Watching the children of Blang Mee dance made Grace Wiebe realize that recovery from the devastating tsunami of 2004 is truly taking hold in the region of Aceh on the Indonesian island of Sumatra.
“That whole region was a place of horror for the children. Many of them became orphans after the tsunami,” says Wiebe, Senior Relief Project Manager for CRWRC.
Joy on the faces of the dancing children told her that these youngsters were finally beginning to move on from the devastation of the tsunami that killed nearly 130,000 people in Aceh alone and displaced another half million. “It was a very positive and healing event to see those girls doing a traditional folk dance,” she says.
Along with several others from the CRWRC and representatives of other relief agencies and groups, Wiebe travelled to Indonesia in February to join the people of Blang Mee – a region of about six villages -- in marking the success of CRWRC’s work in the community. They toured new homes and businesses, visited flourishing farm fields, and took part in various events.
They also traveled to Aceh to review the work that CRWRC has done in that area following the tsunami. The agency has spent more than $5 million in emergency response, relief, and reconstruction work in Aceh. Besides working in Blang Mee, the agency has also helped bring relief and reconstruction to villages in and around the nearby city of Banda Aceh.
Those who went on the trip included CRWRC relief leaders, managers and consultants. Among them were Jacob Kramer, Susan Van Lopik, Tom Post, Nick Armstrong, Pete and Ila Diepersloot, Lee and Sue Mys, and Brenda Melles.
Working in conjunction with various partner agencies and groups, many from Indonesia, CRWRC’s staff of 43 have over the past three years provided children with school supplies and uniforms, cleared land, planted a range of crops, built new fishing boats, and restored businesses for those who lost their jobs in the disaster.

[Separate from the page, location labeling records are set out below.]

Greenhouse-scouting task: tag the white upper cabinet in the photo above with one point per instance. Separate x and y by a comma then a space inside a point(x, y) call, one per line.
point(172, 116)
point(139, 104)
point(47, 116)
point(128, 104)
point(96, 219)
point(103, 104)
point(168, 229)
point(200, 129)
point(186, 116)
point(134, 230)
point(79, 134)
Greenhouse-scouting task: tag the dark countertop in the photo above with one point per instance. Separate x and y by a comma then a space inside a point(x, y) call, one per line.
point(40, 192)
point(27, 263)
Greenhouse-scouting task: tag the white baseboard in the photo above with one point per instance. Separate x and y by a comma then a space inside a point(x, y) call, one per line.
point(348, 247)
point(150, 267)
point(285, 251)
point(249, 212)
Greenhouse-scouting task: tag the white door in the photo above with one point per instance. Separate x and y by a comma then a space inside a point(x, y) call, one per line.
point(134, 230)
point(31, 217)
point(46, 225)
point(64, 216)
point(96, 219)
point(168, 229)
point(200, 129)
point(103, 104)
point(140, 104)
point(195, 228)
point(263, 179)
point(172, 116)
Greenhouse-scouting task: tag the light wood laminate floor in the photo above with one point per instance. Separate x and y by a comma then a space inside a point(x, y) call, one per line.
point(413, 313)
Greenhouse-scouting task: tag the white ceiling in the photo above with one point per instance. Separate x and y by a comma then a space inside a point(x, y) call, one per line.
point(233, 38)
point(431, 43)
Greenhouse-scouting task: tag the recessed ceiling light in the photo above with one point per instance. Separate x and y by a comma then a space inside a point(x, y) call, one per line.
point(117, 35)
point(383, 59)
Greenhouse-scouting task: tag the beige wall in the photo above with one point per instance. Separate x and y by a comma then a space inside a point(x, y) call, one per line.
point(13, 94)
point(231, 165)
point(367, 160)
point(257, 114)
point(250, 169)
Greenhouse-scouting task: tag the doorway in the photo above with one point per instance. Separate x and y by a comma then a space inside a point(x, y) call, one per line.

In the process, CRWRC has helped to build 836 permanent homes, with 164 on the way.
“It’s been a very holistic effort,” says Wiebe. “We wrapped our arms around the community and tried to help restore them to wholeness.”
A good portion of CRWRC’s work, which will run for at least another year, has been done with the help of Muslim workers. The region itself is primarily Muslim. Along these lines, CRWRC is participating in a study that is looking at the impact Christian organizations such as CRWRC have had on relations with the Muslim population.
The reason for the study, says Wiebe, is to determine what lessons were learned and to be better prepared to respond in the future to disasters in areas where many of the people are Muslims or members of another faith. The report should be out in June.
“We have stayed with the community. We have been with them through everything,” says Wiebe.
CRWRC is also in the process of wrapping up the post-tsunami work that it did in Sri Lanka, where it also provided relief and reconstructions resources as well as focused on helping children near the community of Panadura get back to school.